For 1. we assumed no overhead (it was negligible compared to the others)
For 2. we actively measured it using probe messages to measure round trip time, and we collated information from actual calls made
For 3. we measured it on the node and had them broadcast that information (this changed depending on the load current active on the node)
For 4 and 5. we worked it out empirically for the given batch
Then the caller solved to get the minimum solution for a batch of calls (in our case pricing a whole bunch of derivatives) and fired them off to the nodes in batches.
We got much better utilization of our calculation "grid" using this technique but it was quite a bit of effort. We had the added advantage that the grid was only used by this environment so we had a lot more control. Adding in an internet mix (variable latency) and other users of the grid (variable performance) would only increase the complexity with possible diminishing returns...
The problem you are talking about has been tackled in many different ways in the context of Grid computing (e.g, see Condor).
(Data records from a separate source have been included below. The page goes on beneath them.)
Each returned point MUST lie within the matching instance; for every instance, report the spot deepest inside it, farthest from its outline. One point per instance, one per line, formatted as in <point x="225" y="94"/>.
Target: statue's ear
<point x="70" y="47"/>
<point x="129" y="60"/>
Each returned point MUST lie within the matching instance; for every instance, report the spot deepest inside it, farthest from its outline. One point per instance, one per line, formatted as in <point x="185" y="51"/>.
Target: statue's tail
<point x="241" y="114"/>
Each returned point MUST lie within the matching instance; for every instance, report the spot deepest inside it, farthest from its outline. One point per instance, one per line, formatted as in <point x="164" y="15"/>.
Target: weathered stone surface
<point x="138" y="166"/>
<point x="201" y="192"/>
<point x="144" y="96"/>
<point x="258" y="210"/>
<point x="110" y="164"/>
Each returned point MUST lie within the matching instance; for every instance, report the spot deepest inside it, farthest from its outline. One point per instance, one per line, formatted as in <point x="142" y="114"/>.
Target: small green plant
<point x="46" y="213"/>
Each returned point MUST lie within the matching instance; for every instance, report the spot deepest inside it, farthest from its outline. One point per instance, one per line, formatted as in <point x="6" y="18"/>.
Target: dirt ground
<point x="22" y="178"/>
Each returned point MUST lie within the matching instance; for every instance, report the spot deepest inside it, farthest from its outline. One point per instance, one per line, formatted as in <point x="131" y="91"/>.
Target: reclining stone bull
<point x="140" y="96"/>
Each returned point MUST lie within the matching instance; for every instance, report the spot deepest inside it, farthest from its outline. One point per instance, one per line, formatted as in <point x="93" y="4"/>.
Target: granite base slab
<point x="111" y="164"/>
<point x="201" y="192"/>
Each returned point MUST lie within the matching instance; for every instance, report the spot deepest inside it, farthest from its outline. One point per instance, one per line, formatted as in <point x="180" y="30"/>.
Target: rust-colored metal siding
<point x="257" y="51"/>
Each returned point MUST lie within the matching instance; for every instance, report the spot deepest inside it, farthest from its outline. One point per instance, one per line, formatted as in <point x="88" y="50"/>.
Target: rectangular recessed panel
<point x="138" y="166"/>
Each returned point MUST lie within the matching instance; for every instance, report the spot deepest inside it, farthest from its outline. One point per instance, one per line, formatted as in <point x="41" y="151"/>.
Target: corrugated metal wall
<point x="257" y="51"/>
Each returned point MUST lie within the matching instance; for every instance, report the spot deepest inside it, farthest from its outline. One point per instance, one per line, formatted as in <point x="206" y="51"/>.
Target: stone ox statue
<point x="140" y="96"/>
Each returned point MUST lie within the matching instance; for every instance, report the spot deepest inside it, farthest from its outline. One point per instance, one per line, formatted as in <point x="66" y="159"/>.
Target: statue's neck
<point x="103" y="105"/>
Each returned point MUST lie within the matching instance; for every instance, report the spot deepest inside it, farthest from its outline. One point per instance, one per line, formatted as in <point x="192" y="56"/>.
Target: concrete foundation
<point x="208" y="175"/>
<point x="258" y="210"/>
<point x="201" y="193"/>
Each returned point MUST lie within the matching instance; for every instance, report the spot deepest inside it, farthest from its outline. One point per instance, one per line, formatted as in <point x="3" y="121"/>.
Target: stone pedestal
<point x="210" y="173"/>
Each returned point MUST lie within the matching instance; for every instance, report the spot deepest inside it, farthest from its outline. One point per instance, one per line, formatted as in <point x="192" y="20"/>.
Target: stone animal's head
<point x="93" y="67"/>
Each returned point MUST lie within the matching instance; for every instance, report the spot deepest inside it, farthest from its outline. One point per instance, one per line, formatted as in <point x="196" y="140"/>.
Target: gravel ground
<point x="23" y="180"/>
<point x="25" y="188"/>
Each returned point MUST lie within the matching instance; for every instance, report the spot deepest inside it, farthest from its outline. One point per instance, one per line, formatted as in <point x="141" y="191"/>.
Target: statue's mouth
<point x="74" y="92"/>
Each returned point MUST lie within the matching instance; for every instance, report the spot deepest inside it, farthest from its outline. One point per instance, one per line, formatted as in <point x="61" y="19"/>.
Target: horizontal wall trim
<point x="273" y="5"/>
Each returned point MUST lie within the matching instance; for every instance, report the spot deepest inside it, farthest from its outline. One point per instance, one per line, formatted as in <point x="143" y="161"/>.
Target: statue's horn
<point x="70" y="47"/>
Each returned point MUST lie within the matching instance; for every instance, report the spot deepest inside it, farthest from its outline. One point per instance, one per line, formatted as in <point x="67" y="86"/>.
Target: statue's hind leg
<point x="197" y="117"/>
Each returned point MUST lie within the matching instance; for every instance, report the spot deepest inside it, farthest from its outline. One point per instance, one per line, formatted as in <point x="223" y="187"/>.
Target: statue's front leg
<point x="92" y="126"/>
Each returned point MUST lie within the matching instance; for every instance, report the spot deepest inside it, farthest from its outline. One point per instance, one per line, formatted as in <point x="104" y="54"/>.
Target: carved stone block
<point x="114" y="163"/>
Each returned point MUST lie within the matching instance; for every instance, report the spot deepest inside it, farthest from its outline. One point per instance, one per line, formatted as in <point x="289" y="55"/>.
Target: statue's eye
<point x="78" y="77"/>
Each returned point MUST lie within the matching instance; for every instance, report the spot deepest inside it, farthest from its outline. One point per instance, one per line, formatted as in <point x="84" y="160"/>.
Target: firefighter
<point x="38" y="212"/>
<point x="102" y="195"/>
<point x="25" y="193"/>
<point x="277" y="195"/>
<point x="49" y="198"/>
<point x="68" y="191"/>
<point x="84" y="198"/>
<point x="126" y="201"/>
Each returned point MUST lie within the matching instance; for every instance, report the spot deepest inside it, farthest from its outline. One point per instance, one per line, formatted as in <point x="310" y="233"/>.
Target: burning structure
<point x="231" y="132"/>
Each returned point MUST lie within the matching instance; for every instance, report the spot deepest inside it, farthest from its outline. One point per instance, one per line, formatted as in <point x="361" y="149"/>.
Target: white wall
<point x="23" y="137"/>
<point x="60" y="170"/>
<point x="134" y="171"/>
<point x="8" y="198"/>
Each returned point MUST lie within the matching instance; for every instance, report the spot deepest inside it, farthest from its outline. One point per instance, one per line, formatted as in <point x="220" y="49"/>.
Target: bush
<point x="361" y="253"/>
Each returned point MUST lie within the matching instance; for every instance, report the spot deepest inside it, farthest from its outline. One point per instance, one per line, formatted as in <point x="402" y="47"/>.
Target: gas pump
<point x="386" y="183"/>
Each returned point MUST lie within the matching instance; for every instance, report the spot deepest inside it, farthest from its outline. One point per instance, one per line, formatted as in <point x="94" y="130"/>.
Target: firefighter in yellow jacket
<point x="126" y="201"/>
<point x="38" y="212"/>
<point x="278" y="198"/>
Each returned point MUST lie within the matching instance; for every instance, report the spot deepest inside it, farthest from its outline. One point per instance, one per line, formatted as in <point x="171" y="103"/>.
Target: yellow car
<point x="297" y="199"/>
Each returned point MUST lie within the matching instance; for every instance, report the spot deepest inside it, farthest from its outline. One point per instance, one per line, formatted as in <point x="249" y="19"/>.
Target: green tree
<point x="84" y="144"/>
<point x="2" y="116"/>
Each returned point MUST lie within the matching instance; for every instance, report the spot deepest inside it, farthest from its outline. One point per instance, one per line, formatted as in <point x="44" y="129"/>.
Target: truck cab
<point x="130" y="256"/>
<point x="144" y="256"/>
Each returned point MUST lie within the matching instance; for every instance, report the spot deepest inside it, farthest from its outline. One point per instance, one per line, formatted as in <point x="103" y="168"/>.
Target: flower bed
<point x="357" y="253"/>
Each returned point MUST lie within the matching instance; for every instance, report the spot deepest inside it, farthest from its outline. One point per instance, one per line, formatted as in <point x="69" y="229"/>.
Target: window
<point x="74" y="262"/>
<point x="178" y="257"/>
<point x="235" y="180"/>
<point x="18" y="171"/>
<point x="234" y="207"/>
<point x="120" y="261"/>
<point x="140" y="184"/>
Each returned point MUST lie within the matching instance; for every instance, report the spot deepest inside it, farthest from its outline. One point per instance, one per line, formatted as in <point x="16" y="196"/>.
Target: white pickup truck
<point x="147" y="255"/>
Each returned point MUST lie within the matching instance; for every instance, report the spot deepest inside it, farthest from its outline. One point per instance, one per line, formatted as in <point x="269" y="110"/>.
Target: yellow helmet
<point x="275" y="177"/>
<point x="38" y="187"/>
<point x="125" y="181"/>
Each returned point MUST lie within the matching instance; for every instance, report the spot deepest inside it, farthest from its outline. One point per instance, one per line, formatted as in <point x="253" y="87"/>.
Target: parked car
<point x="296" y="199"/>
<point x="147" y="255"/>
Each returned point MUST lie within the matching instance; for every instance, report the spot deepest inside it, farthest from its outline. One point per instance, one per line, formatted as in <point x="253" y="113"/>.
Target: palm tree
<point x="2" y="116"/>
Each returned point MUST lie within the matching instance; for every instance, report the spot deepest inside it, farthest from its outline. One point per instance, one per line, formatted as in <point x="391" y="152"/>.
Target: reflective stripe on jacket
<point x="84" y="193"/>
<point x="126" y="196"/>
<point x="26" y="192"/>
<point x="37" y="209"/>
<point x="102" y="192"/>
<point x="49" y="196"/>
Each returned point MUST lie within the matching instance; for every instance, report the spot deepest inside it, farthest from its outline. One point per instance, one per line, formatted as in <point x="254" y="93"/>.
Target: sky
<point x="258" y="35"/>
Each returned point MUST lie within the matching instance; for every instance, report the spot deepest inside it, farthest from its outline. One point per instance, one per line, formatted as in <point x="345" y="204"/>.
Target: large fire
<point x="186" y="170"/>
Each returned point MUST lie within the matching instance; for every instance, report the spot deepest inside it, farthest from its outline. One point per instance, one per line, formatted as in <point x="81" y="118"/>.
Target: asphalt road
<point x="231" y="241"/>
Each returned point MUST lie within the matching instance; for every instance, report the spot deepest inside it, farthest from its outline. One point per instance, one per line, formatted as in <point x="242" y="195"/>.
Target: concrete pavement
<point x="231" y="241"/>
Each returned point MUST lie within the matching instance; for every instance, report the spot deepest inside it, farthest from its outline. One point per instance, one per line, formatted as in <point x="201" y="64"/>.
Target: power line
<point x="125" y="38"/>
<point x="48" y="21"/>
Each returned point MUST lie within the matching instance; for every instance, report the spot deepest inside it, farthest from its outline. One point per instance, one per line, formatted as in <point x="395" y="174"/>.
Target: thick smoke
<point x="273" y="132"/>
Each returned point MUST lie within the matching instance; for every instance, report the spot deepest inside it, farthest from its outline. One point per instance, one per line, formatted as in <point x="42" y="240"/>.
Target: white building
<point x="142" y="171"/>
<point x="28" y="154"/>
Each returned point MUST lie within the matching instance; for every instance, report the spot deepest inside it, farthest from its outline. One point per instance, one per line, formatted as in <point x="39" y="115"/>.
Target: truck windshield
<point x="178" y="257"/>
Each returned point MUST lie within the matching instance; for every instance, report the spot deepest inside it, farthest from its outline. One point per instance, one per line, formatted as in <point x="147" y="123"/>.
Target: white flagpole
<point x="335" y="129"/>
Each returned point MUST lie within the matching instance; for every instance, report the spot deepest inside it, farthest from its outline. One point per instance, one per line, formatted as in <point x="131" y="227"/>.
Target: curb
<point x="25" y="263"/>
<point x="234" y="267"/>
To discuss this more thoroughly, I think some additional information is required (homogeneity of the problems to be solved, degree of control over the nodes [i.e. is there unexpected external load etc.?]).
Implementing an adaptive job dispatcher will usually require to also adjust the frequency with which you probe the available resources (otherwise the overhead due to probing could exceed the performance gains).
Ideally, you might be able to use benchmark tests to come up with an empirical (statistical) model that allows you to predict the computational hardness of a given problem (requires good domain knowledge and problem features that have a high impact on execution speed and are simple to extract), and another one to predict communication overhead. Using both in combination should make it possible to implement a simple dispatcher that bases its decisions on the predictive models and improves them by taking into account actual execution times as feedback/reward (e.g., via reinforcement learning).